Longevity research is used to baby steps, but a recent discovery at the Salk Institute in La Jolla, Calif. is leading longevity researchers to suggest this work is huge baby step, if there's such a thing as that.

“This is huge,” Leonard Guarente, a biology of aging researcher at M.I.T., told the New York Times. “It’s a pretty remarkable finding, and if it holds up it could be quite important in the history of aging research.”

Guarente said the Salk Institute’s study that was released in a recent issue of the journal Cell showed that the organs of mice could be rejuvenated in a way that can slow down aging. In fact, it might be able to reverse aging. While the treatment that the Salk Institute tested is not immediately translatable in its current form to human biology, it is opening methods to anti-aging and reverse aging techniques that work for people.

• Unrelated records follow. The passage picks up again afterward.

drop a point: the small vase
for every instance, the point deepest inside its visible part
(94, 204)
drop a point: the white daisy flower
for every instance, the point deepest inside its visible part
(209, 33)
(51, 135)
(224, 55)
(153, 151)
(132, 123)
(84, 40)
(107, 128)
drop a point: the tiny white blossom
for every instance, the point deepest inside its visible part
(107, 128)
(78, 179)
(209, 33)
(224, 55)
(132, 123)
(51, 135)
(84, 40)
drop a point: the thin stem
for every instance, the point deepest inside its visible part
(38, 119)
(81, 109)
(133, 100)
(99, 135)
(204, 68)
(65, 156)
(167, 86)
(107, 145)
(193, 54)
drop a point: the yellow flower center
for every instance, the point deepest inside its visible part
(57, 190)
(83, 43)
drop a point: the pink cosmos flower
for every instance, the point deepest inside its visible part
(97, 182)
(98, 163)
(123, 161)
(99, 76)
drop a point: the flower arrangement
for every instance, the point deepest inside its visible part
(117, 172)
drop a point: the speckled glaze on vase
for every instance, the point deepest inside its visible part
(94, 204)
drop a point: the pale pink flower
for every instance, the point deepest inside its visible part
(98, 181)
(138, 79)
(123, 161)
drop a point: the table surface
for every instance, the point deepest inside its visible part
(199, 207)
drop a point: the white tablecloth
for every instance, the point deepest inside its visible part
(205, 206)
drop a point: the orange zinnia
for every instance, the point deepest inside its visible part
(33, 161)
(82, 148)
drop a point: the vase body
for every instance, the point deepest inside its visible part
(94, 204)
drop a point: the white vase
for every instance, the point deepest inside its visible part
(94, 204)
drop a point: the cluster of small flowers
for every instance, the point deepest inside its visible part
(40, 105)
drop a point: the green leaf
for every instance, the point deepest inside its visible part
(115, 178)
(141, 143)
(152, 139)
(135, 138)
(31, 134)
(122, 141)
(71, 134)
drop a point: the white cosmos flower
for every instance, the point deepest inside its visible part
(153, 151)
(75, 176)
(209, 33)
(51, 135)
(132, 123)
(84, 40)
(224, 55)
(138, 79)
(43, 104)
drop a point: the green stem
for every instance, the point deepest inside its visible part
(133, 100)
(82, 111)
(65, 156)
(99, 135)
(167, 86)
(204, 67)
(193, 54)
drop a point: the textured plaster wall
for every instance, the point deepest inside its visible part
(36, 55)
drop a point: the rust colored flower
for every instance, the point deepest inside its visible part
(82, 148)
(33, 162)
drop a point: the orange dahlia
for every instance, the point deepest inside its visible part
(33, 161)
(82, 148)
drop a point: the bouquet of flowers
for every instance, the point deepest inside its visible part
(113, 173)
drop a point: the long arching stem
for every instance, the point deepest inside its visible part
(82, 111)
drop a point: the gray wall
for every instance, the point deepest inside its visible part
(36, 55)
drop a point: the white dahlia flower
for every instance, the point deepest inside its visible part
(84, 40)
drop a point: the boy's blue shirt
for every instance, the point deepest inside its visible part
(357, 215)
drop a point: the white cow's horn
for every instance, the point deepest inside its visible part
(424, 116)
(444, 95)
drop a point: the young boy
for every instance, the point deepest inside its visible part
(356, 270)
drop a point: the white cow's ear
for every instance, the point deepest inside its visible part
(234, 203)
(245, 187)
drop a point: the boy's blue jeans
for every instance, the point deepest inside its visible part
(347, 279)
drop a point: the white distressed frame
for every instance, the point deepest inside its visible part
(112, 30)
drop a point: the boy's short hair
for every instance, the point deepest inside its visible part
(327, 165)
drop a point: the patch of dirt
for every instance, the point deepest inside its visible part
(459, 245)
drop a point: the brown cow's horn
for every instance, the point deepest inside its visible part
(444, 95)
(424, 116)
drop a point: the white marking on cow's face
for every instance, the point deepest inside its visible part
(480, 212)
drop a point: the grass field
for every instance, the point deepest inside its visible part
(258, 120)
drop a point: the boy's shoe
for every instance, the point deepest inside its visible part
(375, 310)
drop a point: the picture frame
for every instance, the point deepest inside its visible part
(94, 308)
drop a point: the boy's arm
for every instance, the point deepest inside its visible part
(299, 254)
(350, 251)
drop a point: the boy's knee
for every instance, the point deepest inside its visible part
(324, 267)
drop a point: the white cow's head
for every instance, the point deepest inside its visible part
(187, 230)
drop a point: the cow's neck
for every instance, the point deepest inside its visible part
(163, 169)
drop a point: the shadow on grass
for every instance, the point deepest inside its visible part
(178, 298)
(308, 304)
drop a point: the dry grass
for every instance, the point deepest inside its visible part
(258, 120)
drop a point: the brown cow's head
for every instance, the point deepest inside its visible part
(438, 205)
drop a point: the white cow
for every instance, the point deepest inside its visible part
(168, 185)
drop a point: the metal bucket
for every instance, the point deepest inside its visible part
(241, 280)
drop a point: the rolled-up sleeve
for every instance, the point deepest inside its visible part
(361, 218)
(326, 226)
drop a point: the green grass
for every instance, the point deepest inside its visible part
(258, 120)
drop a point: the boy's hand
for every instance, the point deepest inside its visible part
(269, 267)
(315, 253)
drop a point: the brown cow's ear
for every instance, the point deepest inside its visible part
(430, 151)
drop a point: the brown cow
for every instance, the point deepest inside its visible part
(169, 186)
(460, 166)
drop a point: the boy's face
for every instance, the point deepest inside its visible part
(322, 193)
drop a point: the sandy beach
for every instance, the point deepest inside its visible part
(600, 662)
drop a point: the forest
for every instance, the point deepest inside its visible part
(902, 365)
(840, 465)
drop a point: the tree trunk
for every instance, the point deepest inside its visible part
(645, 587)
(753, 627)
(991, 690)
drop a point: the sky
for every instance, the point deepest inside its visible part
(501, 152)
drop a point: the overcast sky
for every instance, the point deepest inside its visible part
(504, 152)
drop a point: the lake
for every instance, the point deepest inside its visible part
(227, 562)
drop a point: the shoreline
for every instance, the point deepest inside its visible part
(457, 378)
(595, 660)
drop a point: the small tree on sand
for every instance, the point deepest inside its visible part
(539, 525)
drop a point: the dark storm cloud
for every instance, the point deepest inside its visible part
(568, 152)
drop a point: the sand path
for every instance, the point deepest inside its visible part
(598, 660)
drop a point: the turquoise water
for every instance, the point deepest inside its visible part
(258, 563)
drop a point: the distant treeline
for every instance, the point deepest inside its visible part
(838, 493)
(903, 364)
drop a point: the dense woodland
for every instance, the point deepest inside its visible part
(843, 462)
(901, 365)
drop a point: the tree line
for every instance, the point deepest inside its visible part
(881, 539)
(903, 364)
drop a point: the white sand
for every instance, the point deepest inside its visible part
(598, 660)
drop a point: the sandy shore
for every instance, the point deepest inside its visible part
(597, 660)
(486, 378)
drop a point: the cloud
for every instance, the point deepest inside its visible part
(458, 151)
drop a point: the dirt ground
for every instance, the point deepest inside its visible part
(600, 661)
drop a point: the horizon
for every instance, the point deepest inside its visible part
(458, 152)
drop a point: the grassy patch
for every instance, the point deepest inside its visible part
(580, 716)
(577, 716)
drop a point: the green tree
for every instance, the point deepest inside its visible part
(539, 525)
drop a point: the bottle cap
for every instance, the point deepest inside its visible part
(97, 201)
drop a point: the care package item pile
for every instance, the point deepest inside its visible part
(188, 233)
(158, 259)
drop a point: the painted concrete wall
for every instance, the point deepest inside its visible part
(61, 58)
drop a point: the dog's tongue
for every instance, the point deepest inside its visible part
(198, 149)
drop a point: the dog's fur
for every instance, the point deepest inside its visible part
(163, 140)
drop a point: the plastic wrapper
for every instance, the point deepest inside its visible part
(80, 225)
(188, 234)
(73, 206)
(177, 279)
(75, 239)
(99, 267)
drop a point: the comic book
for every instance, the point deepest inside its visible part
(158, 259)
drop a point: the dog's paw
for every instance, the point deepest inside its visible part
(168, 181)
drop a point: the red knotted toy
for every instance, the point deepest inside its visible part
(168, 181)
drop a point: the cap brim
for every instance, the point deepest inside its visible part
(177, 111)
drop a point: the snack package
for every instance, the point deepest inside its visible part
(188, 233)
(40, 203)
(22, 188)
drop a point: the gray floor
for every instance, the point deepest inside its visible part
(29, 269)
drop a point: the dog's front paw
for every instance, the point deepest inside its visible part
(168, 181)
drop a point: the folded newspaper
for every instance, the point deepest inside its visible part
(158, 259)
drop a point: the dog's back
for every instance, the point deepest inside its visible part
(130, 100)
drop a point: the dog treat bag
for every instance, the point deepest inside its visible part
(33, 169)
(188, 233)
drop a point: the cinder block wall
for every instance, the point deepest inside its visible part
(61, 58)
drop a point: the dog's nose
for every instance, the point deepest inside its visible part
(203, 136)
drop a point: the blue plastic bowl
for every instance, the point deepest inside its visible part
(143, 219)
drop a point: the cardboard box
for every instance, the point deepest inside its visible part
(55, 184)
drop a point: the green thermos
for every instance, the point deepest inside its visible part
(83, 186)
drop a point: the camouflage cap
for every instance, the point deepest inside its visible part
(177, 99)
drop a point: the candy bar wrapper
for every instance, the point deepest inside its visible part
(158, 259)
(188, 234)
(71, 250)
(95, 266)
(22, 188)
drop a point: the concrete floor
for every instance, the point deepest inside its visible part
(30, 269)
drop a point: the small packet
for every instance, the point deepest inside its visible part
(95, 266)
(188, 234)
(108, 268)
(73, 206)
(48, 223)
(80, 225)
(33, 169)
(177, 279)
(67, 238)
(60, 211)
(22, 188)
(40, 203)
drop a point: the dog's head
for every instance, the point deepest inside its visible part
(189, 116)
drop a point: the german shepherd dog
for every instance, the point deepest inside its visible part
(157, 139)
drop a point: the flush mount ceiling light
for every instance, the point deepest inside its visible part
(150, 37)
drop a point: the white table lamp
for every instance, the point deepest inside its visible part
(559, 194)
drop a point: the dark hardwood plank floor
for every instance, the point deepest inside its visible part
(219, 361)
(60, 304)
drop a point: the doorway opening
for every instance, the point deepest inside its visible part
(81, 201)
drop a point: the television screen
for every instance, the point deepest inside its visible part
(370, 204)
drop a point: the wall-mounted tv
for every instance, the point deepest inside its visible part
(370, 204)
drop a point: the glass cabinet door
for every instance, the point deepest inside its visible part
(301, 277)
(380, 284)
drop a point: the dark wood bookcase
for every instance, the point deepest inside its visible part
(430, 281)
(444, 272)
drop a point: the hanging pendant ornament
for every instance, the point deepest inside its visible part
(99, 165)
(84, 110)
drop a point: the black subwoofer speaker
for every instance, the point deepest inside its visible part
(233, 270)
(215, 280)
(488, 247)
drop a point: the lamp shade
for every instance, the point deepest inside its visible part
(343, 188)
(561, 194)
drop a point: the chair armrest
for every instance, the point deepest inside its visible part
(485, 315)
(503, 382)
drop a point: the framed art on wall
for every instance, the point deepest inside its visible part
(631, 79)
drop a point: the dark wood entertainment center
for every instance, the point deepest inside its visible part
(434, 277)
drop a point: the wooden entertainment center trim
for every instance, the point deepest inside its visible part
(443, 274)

Juan Carlos Izpisua Belmonte, professor in the Gene Expression Laboratories at the Salk Institute for Biological Studies, took his inspiration from lizards, fish, and other creatures that can regenerate tails and limbs in developing this approach to solving the human aging problem. When an animal with the ability to regenerate limbs loses an appendage, cells near that site assume a state that is halfway between an embryonic cell and an adult cell before it begins to regenerate the new limb. An embryonic cell can be any type of cell, but an adult cell has a certain path it must follow.

Izpisua Belmonte theorized that adding a concoction of a compound -- an antibiotic called doxycycline -- could put cells into this middle state.

He tested it on mice with Hutchinson-Guilford progeria syndrome (HGPS). In humans, the syndrome causes children to develop conditions normally only experienced by the elderly, such as atherosclerosis. Children with HGPS often suffer heart attacks and strokes by the time they reach their teens.

Izpisua Belmonte added the doxycycline to the mice’s drinking water twice a week. The researcher observed several signs that the treatment rejuvenated the mice.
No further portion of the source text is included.